Courbet's first biographyer, Émile Gros-Kost, writing just three years after the artist's death, tells a self-contradictory story that has clung to the discussion of Le Veau blanc, although its truthfulness is very suspect.  Gros-Kost describes Courbet spotting a ragged and muddy young bull in an Ornans farmyard and arranging to paint the animal.  When the bull was delivered to artist's studio, however, its owner had washed and groomed the animal within an inch of its life, even decorating it with ribbon rosettes, infuriating the artist who refused to paint it.  The best testatment to the apocryphal nature of Gros-Kost's anecdote is the simple existence of Le Veau Blanc; but a far more thoughtful biographer writing in the twentieth century, Gerstle Mack, has connected Gros-Kost's anecdote to the consistent effort by the conservative art establishment, throughout Courbet's lifetime, to damn the artist and to dismiss his revolutionary paintings by arguing that Courbet deliberately sought the sordidness and dirtiness of life. In fact, the beauty of Le Veau blanc, coexistent with the animal's massive power, is a strong argument for the complexity of Courbet's goals in the animal paintings woven throughout his career.

Le Veau blanc has frequently been compared to the most famous old master animal picture, Paulus Potter's life-size Young Bull, painted in 1647 and carried off to Paris by Napoléon's conquering armies in 1795 ( fig. 1).  "Potter's Bull" was frequently reproduced during the nineteenth-century and the painting was consistently upheld as the measure of animal realism by numerous critics appraising pictures of Courbet's most prominent animalier rivals, Rosa Bonheur and Constant Troyon.  Courbet had frequently painted animals as important elements of larger compositions, whether the hunt scenes for which he first won popular success during the 1850s, or more complex views of life in Ornans, such as Young Ladies of the Village (New York, The Metropolitan Museum of Art).  But the concentrated focus on the young bull in Le Veau blanc is unusual in Courbet's art, as is the animal's direct engagement with the viewer, suggested by animal's alert stance and steady gaze toward the center of the picture's audience.  Le Veau blanc is the 1873 equivalent of Courbet's 1864 masterpiece, The Oak of Flagey (Hachioji, Musée Murauchi), a painting in which Courbet wrapped his provincial origins and immense ambitions into a ground-breaking depiction of a massive tree. In the uproar of 1873, Courbet chose to identify with a young bull.  

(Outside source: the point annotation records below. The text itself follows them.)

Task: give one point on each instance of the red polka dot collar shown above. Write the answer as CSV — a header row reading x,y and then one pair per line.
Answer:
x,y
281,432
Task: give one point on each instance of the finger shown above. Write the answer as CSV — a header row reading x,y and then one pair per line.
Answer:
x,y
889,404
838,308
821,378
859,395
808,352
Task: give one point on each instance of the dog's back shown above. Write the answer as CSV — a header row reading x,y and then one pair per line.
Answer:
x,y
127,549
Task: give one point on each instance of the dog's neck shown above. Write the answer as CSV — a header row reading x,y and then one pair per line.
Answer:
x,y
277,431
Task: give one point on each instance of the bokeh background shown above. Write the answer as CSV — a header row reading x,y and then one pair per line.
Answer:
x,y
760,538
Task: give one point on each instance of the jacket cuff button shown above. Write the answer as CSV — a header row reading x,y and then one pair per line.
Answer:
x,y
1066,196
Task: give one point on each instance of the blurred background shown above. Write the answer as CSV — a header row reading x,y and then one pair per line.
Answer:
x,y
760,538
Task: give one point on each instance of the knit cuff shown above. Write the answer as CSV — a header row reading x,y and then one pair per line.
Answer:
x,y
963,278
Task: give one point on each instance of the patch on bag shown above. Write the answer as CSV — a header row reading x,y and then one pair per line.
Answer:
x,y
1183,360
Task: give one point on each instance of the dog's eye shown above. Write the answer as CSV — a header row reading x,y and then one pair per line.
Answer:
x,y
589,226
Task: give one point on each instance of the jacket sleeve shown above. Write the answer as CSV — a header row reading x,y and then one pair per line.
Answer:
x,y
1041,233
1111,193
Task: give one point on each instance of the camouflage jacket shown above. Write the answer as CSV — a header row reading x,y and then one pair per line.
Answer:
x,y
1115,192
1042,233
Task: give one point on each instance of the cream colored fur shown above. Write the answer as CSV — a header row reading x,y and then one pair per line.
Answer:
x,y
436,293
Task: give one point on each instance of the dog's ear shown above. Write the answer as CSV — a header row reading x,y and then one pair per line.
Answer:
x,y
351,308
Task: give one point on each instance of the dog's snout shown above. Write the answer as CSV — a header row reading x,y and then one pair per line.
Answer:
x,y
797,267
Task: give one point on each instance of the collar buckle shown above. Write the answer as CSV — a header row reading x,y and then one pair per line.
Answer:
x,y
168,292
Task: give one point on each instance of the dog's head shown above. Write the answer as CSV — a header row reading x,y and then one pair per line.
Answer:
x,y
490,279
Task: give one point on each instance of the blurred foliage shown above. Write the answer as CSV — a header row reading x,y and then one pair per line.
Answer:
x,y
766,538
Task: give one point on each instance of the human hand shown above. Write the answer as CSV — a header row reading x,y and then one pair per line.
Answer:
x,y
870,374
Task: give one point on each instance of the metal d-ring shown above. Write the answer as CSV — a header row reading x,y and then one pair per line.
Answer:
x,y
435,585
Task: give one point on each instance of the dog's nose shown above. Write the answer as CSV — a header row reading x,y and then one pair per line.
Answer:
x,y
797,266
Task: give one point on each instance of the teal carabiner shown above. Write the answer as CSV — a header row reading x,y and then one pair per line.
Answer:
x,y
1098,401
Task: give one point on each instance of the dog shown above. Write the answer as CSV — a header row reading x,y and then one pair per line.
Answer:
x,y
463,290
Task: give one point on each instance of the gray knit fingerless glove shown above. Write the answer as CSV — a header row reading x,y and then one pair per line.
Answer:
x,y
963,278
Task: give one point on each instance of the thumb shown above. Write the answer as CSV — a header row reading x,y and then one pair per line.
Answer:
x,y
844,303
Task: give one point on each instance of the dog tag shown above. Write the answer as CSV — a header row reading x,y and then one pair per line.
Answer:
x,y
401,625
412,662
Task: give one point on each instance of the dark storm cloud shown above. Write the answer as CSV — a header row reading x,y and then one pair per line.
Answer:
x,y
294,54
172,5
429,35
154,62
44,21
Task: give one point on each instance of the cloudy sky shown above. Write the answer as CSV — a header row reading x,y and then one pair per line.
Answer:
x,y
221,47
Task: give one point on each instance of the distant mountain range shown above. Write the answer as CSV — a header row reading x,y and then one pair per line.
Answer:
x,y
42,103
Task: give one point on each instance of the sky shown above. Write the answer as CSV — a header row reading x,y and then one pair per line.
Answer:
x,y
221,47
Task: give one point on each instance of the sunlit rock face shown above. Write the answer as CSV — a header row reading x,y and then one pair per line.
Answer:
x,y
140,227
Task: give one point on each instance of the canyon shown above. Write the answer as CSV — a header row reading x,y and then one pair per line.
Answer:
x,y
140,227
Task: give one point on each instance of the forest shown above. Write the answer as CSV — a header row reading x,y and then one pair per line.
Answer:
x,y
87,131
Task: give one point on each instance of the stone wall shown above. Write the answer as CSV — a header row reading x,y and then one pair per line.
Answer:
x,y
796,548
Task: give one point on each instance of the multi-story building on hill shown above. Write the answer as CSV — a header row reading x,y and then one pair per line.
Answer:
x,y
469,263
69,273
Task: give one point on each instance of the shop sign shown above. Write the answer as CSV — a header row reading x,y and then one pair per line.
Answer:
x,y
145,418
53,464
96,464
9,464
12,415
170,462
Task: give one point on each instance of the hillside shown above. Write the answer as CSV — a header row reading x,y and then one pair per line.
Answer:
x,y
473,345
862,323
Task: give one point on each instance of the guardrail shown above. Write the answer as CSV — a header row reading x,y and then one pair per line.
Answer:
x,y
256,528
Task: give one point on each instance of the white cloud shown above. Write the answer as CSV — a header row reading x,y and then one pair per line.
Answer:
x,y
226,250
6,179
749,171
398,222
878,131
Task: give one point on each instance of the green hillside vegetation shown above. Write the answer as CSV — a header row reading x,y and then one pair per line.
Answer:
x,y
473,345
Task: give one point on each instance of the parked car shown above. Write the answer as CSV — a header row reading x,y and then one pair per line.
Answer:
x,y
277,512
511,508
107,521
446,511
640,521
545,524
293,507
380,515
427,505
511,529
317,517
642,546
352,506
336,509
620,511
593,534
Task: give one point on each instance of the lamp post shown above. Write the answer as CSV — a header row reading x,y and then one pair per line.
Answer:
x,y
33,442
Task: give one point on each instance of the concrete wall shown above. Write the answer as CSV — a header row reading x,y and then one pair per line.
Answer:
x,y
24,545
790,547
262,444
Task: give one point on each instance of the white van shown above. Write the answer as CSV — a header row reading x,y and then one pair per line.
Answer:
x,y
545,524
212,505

Courbet was quite proud of Le Veau blanc and attempted several times during his years in exile to enter the picture in international exhibitions in England and America.  His compromised position made the effort futile and Le Veau blanc was not seen for the first time until the extraordinary posthumous celebration of Courbet's work mounted at the École des Beaux-Arts in Paris in 1882.  A sumptuous photo album, recording every wall and screen display of that exhibition, provides important documentation for Le Veau blanc and demonstrates how easily this unexpected white bull holds his own among Courbet's most powerful portraits and figure compositions  (fig.2).

A second version of Le Veau blanc, similar in the figure of the animal but substituting a low hillside for the forested rise of Le Veau blanc was shown in the 1975 exhibition Courbet und Deutschland in Hamburg and is now in a private collection.  A study for the animal's head is recorded in a French collection early in the twentieth century but has never been further traced.